Kalendarz nie jest byle jaki, bo jest to TEN kalendarz. Jakieś siedem lat temu Empik wprowadził je do swojej oferty i od tamtej pory co roku pojawiają się w kilku wersjach. Po paru latach okładki zaczęły się robić coraz brzydsze, aż w końcu nie było z czego wybierać, więc sama zaczęłam kupować jakieś inne. Kliknij, żeby zobaczyć mój tegoroczny kalendarz. Moja przyjaciółka jednak tak się do nich przyzwyczaiła, że chciała mieć choćby najbrzydszy, byle środek wyglądał jak zawsze.
Kalendarze pojawiają się w Empikach zawsze pod koniec lipca, więc akurat, żebym wiedziała co kupić jej w imieninowym prezencie. Czasem okładki były tak brzydkie, że trzeba było coś na nich naklejać, ale i z tym dawałam radę :) W tym roku jednak nie było tak źle, a jedna z wersji wyjątkowo wpadła mi w oko, więc nie wahałam się długo.
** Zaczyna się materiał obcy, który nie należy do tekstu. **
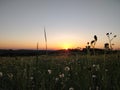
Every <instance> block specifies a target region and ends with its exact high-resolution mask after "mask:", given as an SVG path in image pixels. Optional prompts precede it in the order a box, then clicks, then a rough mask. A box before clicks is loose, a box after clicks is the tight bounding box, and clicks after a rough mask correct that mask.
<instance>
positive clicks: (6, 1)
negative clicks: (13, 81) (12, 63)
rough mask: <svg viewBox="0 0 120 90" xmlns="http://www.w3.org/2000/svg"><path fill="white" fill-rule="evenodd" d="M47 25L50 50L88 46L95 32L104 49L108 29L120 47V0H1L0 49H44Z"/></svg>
mask: <svg viewBox="0 0 120 90" xmlns="http://www.w3.org/2000/svg"><path fill="white" fill-rule="evenodd" d="M44 27H45V29H46V33H47V38H48V47H49V49H57V48H63V47H64V46H65V45H66V44H67V45H68V47H70V48H75V47H85V45H86V42H88V41H91V40H92V39H93V36H94V35H97V36H98V42H97V44H96V47H100V48H103V47H104V43H105V42H108V39H107V37H106V35H105V34H106V33H107V32H112V33H113V34H116V35H117V37H116V38H115V39H114V40H113V43H114V44H115V45H114V48H116V49H117V48H120V1H119V0H0V48H13V49H14V48H15V49H17V48H18V49H19V48H33V49H34V48H36V43H37V42H39V47H40V48H41V49H44V48H45V47H44V46H45V45H44V44H45V42H44V31H43V30H44Z"/></svg>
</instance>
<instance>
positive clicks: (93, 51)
mask: <svg viewBox="0 0 120 90" xmlns="http://www.w3.org/2000/svg"><path fill="white" fill-rule="evenodd" d="M96 42H97V36H96V35H94V40H92V41H91V46H92V48H93V52H94V55H95V50H94V49H95V45H96Z"/></svg>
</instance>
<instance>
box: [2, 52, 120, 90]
mask: <svg viewBox="0 0 120 90" xmlns="http://www.w3.org/2000/svg"><path fill="white" fill-rule="evenodd" d="M119 56H120V53H118V54H110V55H96V56H94V55H93V56H90V55H74V56H73V55H70V56H69V55H61V56H57V55H56V56H38V57H37V56H29V57H25V56H24V57H0V90H120V57H119Z"/></svg>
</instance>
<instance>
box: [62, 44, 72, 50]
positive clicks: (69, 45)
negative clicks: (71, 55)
mask: <svg viewBox="0 0 120 90" xmlns="http://www.w3.org/2000/svg"><path fill="white" fill-rule="evenodd" d="M69 48H71V45H70V44H69V43H64V44H63V49H66V50H67V49H69Z"/></svg>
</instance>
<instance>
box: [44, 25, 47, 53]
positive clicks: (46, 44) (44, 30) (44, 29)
mask: <svg viewBox="0 0 120 90" xmlns="http://www.w3.org/2000/svg"><path fill="white" fill-rule="evenodd" d="M44 37H45V46H46V55H47V35H46V30H45V27H44Z"/></svg>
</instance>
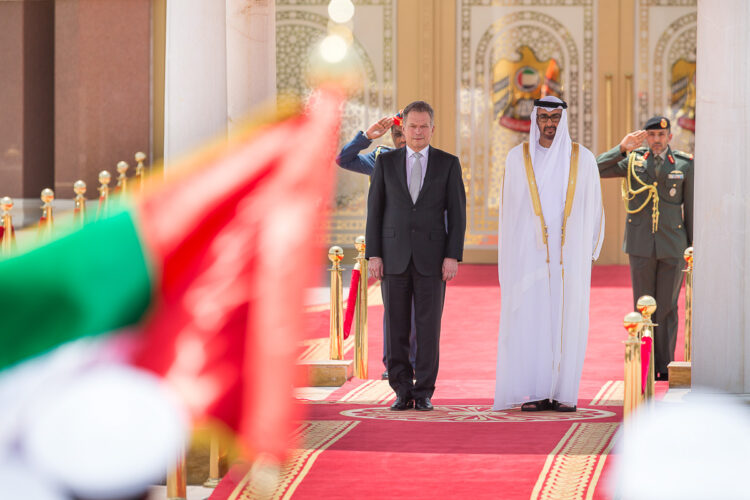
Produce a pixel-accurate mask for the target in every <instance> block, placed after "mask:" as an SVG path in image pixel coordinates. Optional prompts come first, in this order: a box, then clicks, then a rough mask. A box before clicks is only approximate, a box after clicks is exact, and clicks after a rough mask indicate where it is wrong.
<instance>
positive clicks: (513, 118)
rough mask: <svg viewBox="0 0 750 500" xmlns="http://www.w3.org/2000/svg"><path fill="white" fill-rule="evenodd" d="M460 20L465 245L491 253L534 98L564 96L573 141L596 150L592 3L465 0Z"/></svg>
mask: <svg viewBox="0 0 750 500" xmlns="http://www.w3.org/2000/svg"><path fill="white" fill-rule="evenodd" d="M457 21H458V65H457V73H458V75H457V78H458V85H459V90H458V92H459V102H458V108H459V117H458V122H459V123H458V130H457V135H458V138H457V144H458V148H457V149H458V154H459V155H460V158H461V165H462V167H463V170H464V182H465V184H466V188H467V234H466V245H467V247H468V248H491V247H493V246H495V245H496V244H497V216H498V205H499V194H500V193H499V188H500V176H501V174H502V171H503V169H504V168H505V158H506V156H507V154H508V151H510V149H511V148H512V147H513V146H515V145H517V144H519V143H520V142H522V141H524V140H527V139H528V128H529V126H530V123H529V120H528V116H529V113H530V111H531V107H532V106H533V99H534V98H536V97H539V96H540V95H541V93H542V91H543V90H544V91H545V92H546V93H547V94H555V95H561V97H562V98H563V99H564V100H565V101H567V102H568V105H569V108H568V122H569V128H570V134H571V137H572V138H573V140H574V141H577V142H580V143H582V144H583V145H585V146H587V147H589V148H592V146H593V144H594V140H595V134H596V130H595V129H594V126H593V113H592V106H593V102H594V69H593V65H594V31H595V29H594V28H595V27H594V0H459V2H458V19H457Z"/></svg>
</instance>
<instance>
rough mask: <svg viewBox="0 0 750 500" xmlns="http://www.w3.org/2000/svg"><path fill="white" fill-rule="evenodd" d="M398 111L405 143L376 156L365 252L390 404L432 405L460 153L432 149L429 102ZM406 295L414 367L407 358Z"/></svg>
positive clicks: (435, 378) (456, 224)
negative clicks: (414, 312) (382, 330)
mask: <svg viewBox="0 0 750 500" xmlns="http://www.w3.org/2000/svg"><path fill="white" fill-rule="evenodd" d="M403 114H404V124H403V129H404V135H405V136H406V147H405V148H399V149H397V150H394V151H389V152H387V153H382V154H380V155H379V156H378V159H377V160H376V162H375V171H374V173H373V176H372V182H371V184H370V194H369V197H368V200H367V230H366V238H367V249H366V257H367V258H368V260H369V265H368V267H369V270H370V274H371V275H372V276H373V277H374V278H376V279H382V283H383V284H382V286H383V295H384V300H385V311H386V325H387V332H388V334H387V335H388V346H389V349H388V381H389V383H390V385H391V387H392V388H393V390H394V391H395V393H396V396H397V397H396V402H395V403H394V404H393V405H392V406H391V409H393V410H406V409H407V408H411V407H412V406H413V407H415V408H416V409H417V410H432V402H431V401H430V399H431V398H432V394H433V392H434V391H435V380H436V379H437V373H438V360H439V343H440V321H441V318H442V315H443V302H444V299H445V282H446V281H449V280H451V279H453V278H454V277H455V276H456V273H457V272H458V262H459V261H460V260H461V259H462V257H463V245H464V233H465V231H466V191H465V190H464V184H463V179H462V175H461V164H460V163H459V161H458V158H456V157H455V156H453V155H451V154H449V153H446V152H444V151H441V150H439V149H436V148H432V147H430V139H431V138H432V133H433V131H434V128H435V127H434V112H433V110H432V107H431V106H430V105H429V104H427V103H426V102H424V101H415V102H413V103H411V104H409V105H408V106H406V108H404V113H403ZM446 221H447V224H446ZM446 226H447V227H446ZM412 300H413V301H414V311H415V320H416V327H417V359H416V369H412V367H411V364H410V363H409V329H410V323H411V321H410V316H411V304H412ZM415 378H416V382H414V380H413V379H415Z"/></svg>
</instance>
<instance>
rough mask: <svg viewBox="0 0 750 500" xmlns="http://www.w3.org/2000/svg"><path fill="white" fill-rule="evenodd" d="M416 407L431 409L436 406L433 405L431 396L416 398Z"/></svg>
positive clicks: (429, 409)
mask: <svg viewBox="0 0 750 500" xmlns="http://www.w3.org/2000/svg"><path fill="white" fill-rule="evenodd" d="M414 408H415V409H417V410H419V411H430V410H433V409H434V408H433V407H432V401H430V398H417V399H415V400H414Z"/></svg>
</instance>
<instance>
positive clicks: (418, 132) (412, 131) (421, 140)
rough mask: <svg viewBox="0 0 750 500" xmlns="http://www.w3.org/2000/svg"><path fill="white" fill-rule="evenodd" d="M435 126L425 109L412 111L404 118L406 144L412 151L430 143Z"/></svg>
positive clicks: (417, 149) (418, 150)
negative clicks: (431, 122)
mask: <svg viewBox="0 0 750 500" xmlns="http://www.w3.org/2000/svg"><path fill="white" fill-rule="evenodd" d="M433 130H435V126H434V125H433V124H432V123H431V121H430V114H429V113H428V112H427V111H412V112H411V113H409V114H408V115H406V118H404V135H406V144H407V145H408V146H409V147H410V148H411V149H413V150H414V151H421V150H423V149H424V148H425V147H427V146H428V145H429V144H430V139H432V131H433Z"/></svg>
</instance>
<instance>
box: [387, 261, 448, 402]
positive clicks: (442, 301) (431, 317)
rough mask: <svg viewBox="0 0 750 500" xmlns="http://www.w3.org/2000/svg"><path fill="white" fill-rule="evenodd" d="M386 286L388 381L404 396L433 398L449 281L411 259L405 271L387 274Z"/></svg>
mask: <svg viewBox="0 0 750 500" xmlns="http://www.w3.org/2000/svg"><path fill="white" fill-rule="evenodd" d="M382 286H383V298H384V301H385V318H386V331H387V332H388V333H387V339H388V352H387V356H388V383H389V384H390V385H391V387H392V388H393V390H394V391H395V392H396V394H397V395H399V396H402V397H407V398H408V397H413V398H423V397H432V394H433V392H435V380H436V379H437V373H438V364H439V358H440V350H439V346H440V322H441V319H442V316H443V303H444V301H445V282H444V281H443V279H442V276H441V275H437V276H424V275H422V274H420V273H419V272H417V269H416V267H415V266H414V262H413V261H410V262H409V265H408V266H407V268H406V270H405V271H404V272H403V273H401V274H386V275H384V276H383V283H382ZM412 300H413V303H414V322H415V324H416V330H417V355H416V363H415V368H412V365H411V363H410V362H409V333H410V330H411V310H412ZM413 379H416V382H414V381H413Z"/></svg>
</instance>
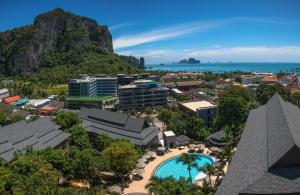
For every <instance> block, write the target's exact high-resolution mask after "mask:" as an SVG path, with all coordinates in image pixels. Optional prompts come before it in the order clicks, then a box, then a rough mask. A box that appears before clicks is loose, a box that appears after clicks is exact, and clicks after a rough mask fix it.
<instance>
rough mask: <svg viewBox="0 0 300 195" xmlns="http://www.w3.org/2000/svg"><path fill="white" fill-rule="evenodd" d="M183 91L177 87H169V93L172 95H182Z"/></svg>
mask: <svg viewBox="0 0 300 195" xmlns="http://www.w3.org/2000/svg"><path fill="white" fill-rule="evenodd" d="M183 94H184V93H183V92H182V91H180V90H179V89H176V88H173V89H171V95H173V96H174V97H177V96H179V95H183Z"/></svg>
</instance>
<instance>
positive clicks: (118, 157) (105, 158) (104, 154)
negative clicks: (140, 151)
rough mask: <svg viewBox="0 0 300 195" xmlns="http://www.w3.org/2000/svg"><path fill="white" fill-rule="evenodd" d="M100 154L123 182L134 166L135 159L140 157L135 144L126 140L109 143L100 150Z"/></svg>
mask: <svg viewBox="0 0 300 195" xmlns="http://www.w3.org/2000/svg"><path fill="white" fill-rule="evenodd" d="M101 156H102V158H104V159H105V160H106V161H107V162H108V164H109V169H110V170H111V171H113V172H114V173H115V175H116V176H117V177H120V178H121V179H122V180H123V182H124V180H125V179H126V178H127V177H128V175H129V173H130V172H131V171H132V170H133V169H134V168H135V165H136V161H137V160H138V158H139V157H140V155H139V153H138V151H137V150H136V149H135V146H134V145H133V144H131V143H130V142H128V141H126V140H118V141H115V142H113V143H111V144H110V145H109V146H108V147H107V148H105V149H104V150H103V151H102V153H101Z"/></svg>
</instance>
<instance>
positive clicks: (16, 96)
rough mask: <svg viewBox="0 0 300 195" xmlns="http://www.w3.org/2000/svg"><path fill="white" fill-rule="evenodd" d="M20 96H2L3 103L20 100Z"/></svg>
mask: <svg viewBox="0 0 300 195" xmlns="http://www.w3.org/2000/svg"><path fill="white" fill-rule="evenodd" d="M20 99H21V98H20V96H12V97H8V98H4V100H3V103H6V104H9V103H12V102H15V101H18V100H20Z"/></svg>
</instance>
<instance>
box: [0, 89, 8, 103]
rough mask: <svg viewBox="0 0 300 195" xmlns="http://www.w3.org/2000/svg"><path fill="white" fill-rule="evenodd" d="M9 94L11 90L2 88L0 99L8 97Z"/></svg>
mask: <svg viewBox="0 0 300 195" xmlns="http://www.w3.org/2000/svg"><path fill="white" fill-rule="evenodd" d="M8 96H9V90H8V89H6V88H4V89H0V101H1V100H2V99H3V98H7V97H8Z"/></svg>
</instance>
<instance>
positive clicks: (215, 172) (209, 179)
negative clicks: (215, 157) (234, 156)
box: [200, 164, 217, 186]
mask: <svg viewBox="0 0 300 195" xmlns="http://www.w3.org/2000/svg"><path fill="white" fill-rule="evenodd" d="M200 170H201V171H203V172H204V173H205V174H206V175H208V179H209V185H210V186H212V184H211V176H212V175H214V174H216V173H217V170H216V169H215V167H214V166H213V165H211V164H207V165H205V166H204V167H202V168H200Z"/></svg>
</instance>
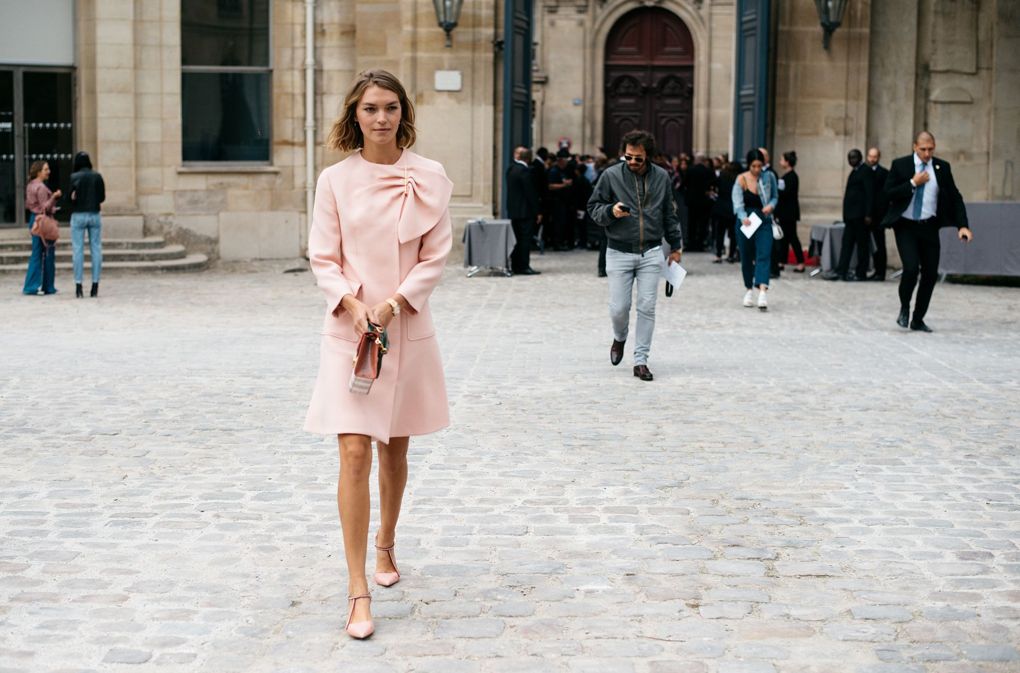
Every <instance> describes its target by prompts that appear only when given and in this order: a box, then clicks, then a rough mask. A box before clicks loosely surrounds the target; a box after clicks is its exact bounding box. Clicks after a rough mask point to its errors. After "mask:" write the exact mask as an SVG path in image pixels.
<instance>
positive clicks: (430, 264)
mask: <svg viewBox="0 0 1020 673" xmlns="http://www.w3.org/2000/svg"><path fill="white" fill-rule="evenodd" d="M452 247H453V222H452V221H451V220H450V209H449V208H447V209H446V210H445V211H444V212H443V216H442V217H440V220H439V222H437V223H436V226H433V227H432V228H430V229H428V230H427V231H425V234H424V235H423V236H422V237H421V246H420V247H419V248H418V263H417V264H415V265H414V266H413V267H412V268H411V270H410V272H409V273H408V274H407V277H405V278H404V281H403V282H401V283H400V288H398V289H397V292H398V293H400V294H401V295H402V296H403V297H404V299H406V300H407V303H408V304H410V305H411V308H413V309H414V311H415V312H417V311H419V310H421V307H422V306H424V304H425V301H426V300H427V299H428V296H429V295H431V294H432V290H435V289H436V286H437V284H439V281H440V278H442V277H443V268H444V267H445V266H446V260H447V257H448V256H449V255H450V250H451V248H452Z"/></svg>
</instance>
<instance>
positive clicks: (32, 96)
mask: <svg viewBox="0 0 1020 673" xmlns="http://www.w3.org/2000/svg"><path fill="white" fill-rule="evenodd" d="M73 119H74V97H73V73H72V71H71V70H68V69H65V68H60V69H57V68H41V67H7V68H0V226H23V225H24V224H25V222H27V221H28V220H27V218H25V213H24V186H25V184H27V183H28V173H29V167H30V166H31V165H32V162H33V161H37V160H40V159H41V160H43V161H46V162H47V163H49V164H50V179H49V180H48V182H47V185H48V186H49V188H50V189H51V190H54V191H55V190H62V191H63V193H64V195H67V194H68V193H69V189H68V188H69V187H70V165H71V158H72V157H73V154H74V125H73ZM65 201H66V198H64V199H62V200H61V201H58V205H61V206H62V205H65ZM69 218H70V212H68V209H67V208H66V207H62V208H61V209H60V210H58V211H57V219H59V220H61V221H67V220H68V219H69Z"/></svg>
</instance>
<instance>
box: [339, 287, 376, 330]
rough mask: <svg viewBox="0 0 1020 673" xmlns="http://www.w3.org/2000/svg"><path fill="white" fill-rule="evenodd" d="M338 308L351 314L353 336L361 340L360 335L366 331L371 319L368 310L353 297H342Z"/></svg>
mask: <svg viewBox="0 0 1020 673" xmlns="http://www.w3.org/2000/svg"><path fill="white" fill-rule="evenodd" d="M340 306H341V308H343V309H344V310H345V311H347V312H348V313H350V314H351V319H352V320H353V321H354V335H355V336H356V338H358V339H361V335H362V334H364V333H365V332H366V331H368V321H369V320H370V319H371V312H370V310H369V308H368V307H367V306H366V305H365V304H363V303H362V302H360V301H358V300H357V299H355V298H354V296H353V295H344V299H342V300H341V302H340Z"/></svg>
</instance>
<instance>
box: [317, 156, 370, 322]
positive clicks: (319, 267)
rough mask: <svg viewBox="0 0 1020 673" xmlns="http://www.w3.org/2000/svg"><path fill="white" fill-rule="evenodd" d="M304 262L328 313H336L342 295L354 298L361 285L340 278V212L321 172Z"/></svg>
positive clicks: (357, 293) (357, 292) (326, 183)
mask: <svg viewBox="0 0 1020 673" xmlns="http://www.w3.org/2000/svg"><path fill="white" fill-rule="evenodd" d="M308 259H309V262H310V264H311V267H312V273H314V274H315V280H316V282H317V283H318V287H319V289H320V290H321V291H322V294H323V295H325V303H326V307H327V308H328V309H329V312H330V313H337V312H338V311H339V310H340V301H341V300H342V299H344V296H345V295H351V296H353V297H357V296H358V290H359V289H360V288H361V283H360V282H358V281H357V280H352V279H350V278H348V277H347V276H345V275H344V260H343V253H342V252H341V240H340V213H339V211H338V210H337V197H336V195H335V194H334V192H333V186H331V185H330V184H329V178H328V176H327V175H326V171H322V173H321V174H320V175H319V178H318V183H317V184H316V186H315V207H314V211H313V213H312V224H311V228H310V230H309V231H308Z"/></svg>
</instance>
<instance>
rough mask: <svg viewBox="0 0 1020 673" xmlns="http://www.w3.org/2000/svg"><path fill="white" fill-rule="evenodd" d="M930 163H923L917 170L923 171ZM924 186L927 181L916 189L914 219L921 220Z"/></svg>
mask: <svg viewBox="0 0 1020 673" xmlns="http://www.w3.org/2000/svg"><path fill="white" fill-rule="evenodd" d="M927 166H928V164H926V163H922V164H921V170H919V171H917V172H922V171H923V170H925V169H926V168H927ZM924 186H925V183H921V184H920V185H918V187H917V189H916V190H914V219H916V220H917V221H921V206H922V205H924Z"/></svg>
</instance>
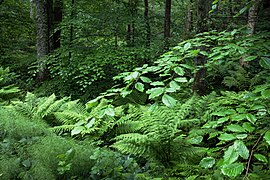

Tak jak wspomniałam, kalendarze są dostępne w różnych rozmiarach i cenach, a zobaczyć je możecie TU. Ja zdecydowałam się na kołonotatnik w formacie B6, który kosztował 19,99 zł. W salonach stacjonarnych nie zawsze jest pełny wybór, dlatego najlepiej zamówić przez stronę i odebrać osobiście, wtedy wszystko przebiega sprawnie.
Dla zainteresowanych zdjęcia środka - można oczywiście powiększyć.
U nas to co prawda tradycja, ale myślę, że taki uroczy kalendarz to tak czy inaczej dobry pomysł na prezent. Nie jest drogi, a jeśli obdarowana osoba lubi robić zapiski, na pewno jej się przyda i zawsze będzie miała go przy sobie.